El mengangguk, perlahan. “Ayah…”

Tubuh sang ayah gemetar. Matanya berkaca-kaca. Tanpa bisa menahan dirinya, pria itu langsung memeluk El erat-erat. Ia menumpahkan semua air matanya. Segala kerinduan dan juga kekhawatiran itu sirna seketika.

“Kamu… kamu masih hidup…,” gumam ayahnya berulang-ulang. Suaranya pecah di antara isakan yang tak tertahan. “Ya Tuhan… putraku… kamu hidup…”

El memejamkan mata. Pelukan itu… terasa hangat, rapuh, dan penuh rasa kehilangan yang tertumpuk selama bertahun-tahun. El bisa merasakan seberapa besar kerinduan kedua yang disimpan oleh ayahnya itu.

“Ayah… Ibu… di mana Ibu?”

Saat mendengar pertanyaan El, pelukan yang awalnya terasa sangat erat itu kemudian terlepas.

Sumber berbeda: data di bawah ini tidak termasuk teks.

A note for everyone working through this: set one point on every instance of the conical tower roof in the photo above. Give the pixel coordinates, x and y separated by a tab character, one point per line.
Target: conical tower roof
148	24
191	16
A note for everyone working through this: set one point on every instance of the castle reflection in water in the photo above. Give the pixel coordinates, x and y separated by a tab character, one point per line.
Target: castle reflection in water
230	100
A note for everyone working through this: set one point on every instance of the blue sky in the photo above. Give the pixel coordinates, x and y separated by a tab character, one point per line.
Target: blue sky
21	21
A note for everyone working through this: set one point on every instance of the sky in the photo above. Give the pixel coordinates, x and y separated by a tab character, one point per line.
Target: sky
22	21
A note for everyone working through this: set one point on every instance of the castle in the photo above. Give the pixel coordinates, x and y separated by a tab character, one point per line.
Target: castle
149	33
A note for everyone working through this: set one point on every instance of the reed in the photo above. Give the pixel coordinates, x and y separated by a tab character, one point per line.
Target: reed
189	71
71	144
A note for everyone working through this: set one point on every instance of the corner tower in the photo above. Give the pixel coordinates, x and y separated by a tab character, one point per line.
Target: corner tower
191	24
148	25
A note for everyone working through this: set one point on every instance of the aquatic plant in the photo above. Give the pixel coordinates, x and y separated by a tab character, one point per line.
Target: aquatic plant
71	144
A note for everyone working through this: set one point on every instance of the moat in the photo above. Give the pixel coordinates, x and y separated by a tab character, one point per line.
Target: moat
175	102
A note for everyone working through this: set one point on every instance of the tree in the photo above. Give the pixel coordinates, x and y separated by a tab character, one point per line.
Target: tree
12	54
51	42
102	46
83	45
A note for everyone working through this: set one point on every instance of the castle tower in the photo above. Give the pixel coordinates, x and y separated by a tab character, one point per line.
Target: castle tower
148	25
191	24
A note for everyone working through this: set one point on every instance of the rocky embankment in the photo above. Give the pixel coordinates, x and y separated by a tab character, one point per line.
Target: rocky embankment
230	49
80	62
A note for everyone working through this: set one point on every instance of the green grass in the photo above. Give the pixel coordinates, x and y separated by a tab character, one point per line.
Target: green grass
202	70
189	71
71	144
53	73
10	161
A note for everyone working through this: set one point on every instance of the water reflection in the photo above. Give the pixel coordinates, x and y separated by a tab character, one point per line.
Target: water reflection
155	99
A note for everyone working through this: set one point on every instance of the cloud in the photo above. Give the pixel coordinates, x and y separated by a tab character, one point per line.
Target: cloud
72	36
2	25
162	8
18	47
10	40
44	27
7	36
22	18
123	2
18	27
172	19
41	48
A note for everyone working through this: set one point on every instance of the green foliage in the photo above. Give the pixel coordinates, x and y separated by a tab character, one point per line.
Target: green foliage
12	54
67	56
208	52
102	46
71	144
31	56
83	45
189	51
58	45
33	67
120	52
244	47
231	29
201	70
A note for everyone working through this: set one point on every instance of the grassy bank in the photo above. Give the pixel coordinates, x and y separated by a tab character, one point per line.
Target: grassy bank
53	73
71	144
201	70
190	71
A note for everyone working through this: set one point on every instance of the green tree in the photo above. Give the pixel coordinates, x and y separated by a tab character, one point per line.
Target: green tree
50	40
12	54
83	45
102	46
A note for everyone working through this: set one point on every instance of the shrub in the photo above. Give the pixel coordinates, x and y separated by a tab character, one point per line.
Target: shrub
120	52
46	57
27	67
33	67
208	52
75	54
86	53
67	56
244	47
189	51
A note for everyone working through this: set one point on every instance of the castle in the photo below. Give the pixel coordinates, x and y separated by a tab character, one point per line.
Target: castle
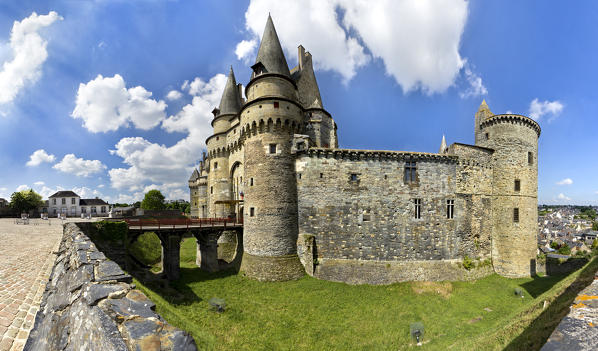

Dan di wajah ayahnya, El bisa melihat rasa sakit yang dalam.

Sang ayah menghela napas, lalu menarik El masuk ke dalam rumah. Di sudut ruangan, duduk seorang wanita dengan rambut panjang yang kini mulai memutih, wajahnya tenang, namun di matanya tak terlihat ada tanda-tanda kehidupan.

“Ibumu ada di sana. Tapi…”

El tak menunggu lagi. Ia berjalan cepat dan berlutut di hadapan wanita itu. Tangannya menggenggam tangan ibunya dengan lembut. Setelah bertahun-tahun berlalu, baru kali ini menangis. Ia terisak pelan. Hatinya sangat sakit saat melihat kondisi kedua orang tuanya.

“Ibu… ini aku. El.”

Wanita itu terlihat sangat terkejut saat mendengar suara yang dikenalinya.

Tangannya yang keriput bergerak perlahan, menyentuh wajah El… ia mengenali lekuk wajah yang dulu sangat ia cintai.

“El?” bisiknya pelan. “Ini benar-benar amu? Kamu benar-benar kembali?”

Suara itu lirih, rapuh seperti kertas tua yang mudah robek.

“Iya, Ibu. Maaf... aku terlambat.” Suara El bergetar. “Aku minta maaf…”

Air mata jatuh dari mata El, membasahi tangan ibunya.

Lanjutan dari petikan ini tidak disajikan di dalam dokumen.